Wer wird Amtsnachfolger des scheidenden EU-Agrarkommissars Janusz Wojciechowski? Diese Frage stellen sich momentan viele in der europäischen Agrarbranche. Einen sicheren Tipp hat momentan kaum jemand. Als wahrscheinlich gilt, dass der oder die Kandidatin aus der Europäischen Volkspartei (EVP) kommen wird. Zumindest darin sind sich die meisten Beobachter des Brüsseler Parketts einig. In den letzten Monaten hat die Partei bereits entsprechend Druck auf Kommissionspräsidentin Ursula von der Leyen gemacht.

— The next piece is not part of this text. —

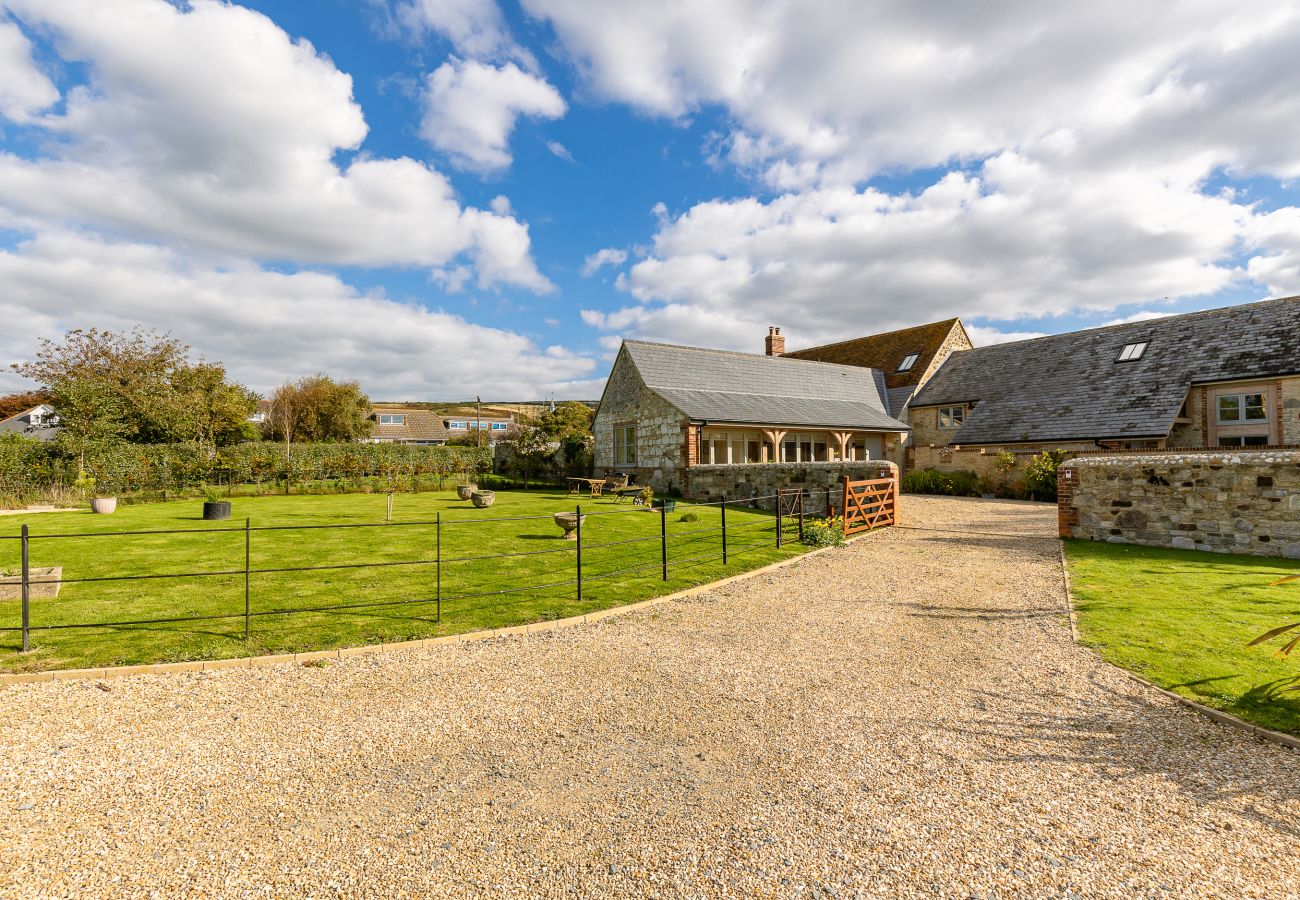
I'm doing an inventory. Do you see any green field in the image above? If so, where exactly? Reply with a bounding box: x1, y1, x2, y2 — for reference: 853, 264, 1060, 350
0, 490, 807, 671
1065, 541, 1300, 735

Als mögliche Kandidaten mit EVP-Parteibuch werden vor allem Personen aus Mitgliedstaaten genannt, die offiziell noch keine Kommissarsanwärter nominiert haben. Hierzu zählen unter anderem Luxemburg und Portugal. Wie ein Sprecher der Kommission gegenüber AGRA Europe erklärte, haben die Regierungen hierfür noch bis Ende August Zeit. Erst dann werde die Kommissionspräsidentin offiziell entscheiden, welche Kandidaten für welche Portfolios vorgeschlagen würden. Bevor die neue Kommission ihr Amt offiziell antreten kann, wird das Europaparlament die Kommissare in den jeweiligen Fachausschüssen anhören und danach über die Bestätigung des gesamten Kollegiums entscheiden.
Hansen bleibt im Gespräch
Hoch gehandelt wird nach wie vor der vormalige Europaabgeordnete Christophe Hansen aus Luxemburg. Seine Nominierung durch die Regierung könnte aber noch scheitern. So ist zu hören, dass stattdessen der Spitzenkandidat der Sozialdemokraten für das Amt des Kommissionspräsidenten und aktuelle EU-Arbeitskommissar Nicolas Schmit erneut nach Brüssel geschickt werden könnte.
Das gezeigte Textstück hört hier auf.